Winning Ways with Customer Feedback

This week I’ve been scouring the internet for hotels en route to Tuscany. Unsurprisingly, there are hundreds of them, but what is more difficult is finding any worth staying in. Choice can be a wonderful thing, but just how can you separate the wheat from the chaff? I plumped for independent travel recommendation websites, such as, where previous guests leave helpful, honest comments about the hotel, on topics ranging from customer service to the cleanliness of the bed sheets. Customers are far more likely to trust independent websites such as these, due to the fact that the hotel in question cannot censor the feedback as they can on their business’ own website.

So how can you use feedback to enhance your business? It isn’t just the holiday industry that uses users’ comments to promote their businesses –Amazon, Argos and even Debenhams now enable their website’s visitors to rate their products. Although a star rating out of five can help the customer distinguish between a quality product and a poor one, comments can be far more useful, both for the potential customer and for you, the seller. A good review may give details the retailer forgot to include, such as the fact that an iPod isn’t sold with a charger, or recommend potential customers to use some of your other services.

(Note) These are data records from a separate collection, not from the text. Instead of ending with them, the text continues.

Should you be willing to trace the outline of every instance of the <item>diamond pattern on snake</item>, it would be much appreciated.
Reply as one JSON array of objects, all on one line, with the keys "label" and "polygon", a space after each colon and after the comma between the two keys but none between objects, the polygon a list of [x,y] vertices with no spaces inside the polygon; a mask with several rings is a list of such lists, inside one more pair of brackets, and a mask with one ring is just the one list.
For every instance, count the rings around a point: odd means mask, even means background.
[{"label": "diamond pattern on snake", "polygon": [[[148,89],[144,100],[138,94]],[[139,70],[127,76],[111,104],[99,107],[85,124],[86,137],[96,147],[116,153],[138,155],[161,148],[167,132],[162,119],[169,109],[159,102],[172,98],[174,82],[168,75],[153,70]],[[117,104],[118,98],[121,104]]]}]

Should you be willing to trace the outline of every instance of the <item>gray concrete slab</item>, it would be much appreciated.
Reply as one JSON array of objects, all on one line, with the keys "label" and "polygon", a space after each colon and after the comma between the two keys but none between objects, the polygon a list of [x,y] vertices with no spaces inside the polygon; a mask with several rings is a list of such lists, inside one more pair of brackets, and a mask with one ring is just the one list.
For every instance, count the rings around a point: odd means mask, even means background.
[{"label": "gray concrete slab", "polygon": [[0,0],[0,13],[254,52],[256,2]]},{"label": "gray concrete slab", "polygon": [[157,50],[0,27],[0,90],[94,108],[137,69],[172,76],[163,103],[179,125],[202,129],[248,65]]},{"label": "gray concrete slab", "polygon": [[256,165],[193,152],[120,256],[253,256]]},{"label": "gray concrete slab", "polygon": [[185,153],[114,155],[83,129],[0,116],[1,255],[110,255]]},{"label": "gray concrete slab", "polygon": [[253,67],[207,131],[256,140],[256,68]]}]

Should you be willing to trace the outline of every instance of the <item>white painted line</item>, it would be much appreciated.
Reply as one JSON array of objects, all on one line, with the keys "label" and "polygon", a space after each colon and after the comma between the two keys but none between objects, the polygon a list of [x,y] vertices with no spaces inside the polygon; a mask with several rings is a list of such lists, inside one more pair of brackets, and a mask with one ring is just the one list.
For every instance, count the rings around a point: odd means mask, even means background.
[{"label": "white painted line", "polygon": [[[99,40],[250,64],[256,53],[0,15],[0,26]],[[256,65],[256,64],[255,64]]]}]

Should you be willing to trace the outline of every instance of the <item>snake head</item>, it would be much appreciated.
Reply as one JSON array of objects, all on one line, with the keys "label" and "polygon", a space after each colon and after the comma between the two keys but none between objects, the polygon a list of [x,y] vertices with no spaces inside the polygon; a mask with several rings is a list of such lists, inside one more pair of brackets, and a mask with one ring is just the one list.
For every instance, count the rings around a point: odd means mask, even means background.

Before you can start benefitting from customer testimonials, you need to seek them out. There are several ways in which you can collect feedback –like the major retailers, you could allow customers to rate and comment on your products, or if you provide services, ask your customers to fill in an evaluation form or customer comment card. Once you have collected some positive feedback, you can use it to promote your business, by adding testimonials to your website, or company literature. This doesn’t mean you should ignore negative feedback, instead, use it to improve your business by perhaps modifying certain areas, or discussing the problems with the customer in question.

Whatever you do, don’t be tempted to write your own testimonial, or employ someone to write one for you. We’ve all seen the injury lawyers’ adverts with the totally unconvincing actor who claims they were paid £3000 in compensation just for tripping over their own shoe lace, such testimonials are weak and borderline farcical. If you are going to use testimonials in your business, make them believable –include the person’s full name (after obtaining their permission), location and, if appropriate, the business they represent. You may even decide to use a photo of the customer, but if you decide to do this, make sure the photo is believable too –a perfectly airbrushed, studio shot will lead readers to assume that it is a stock photo.

Be selective, use comments that inform your customers and which help them to make a decision to buy. It can be worth including one or two which make minor criticisms as these increase the believability of the others. Whether your business’ feedback is positive, negative, or plain old neutral, use it to improve your business.

So, any comments?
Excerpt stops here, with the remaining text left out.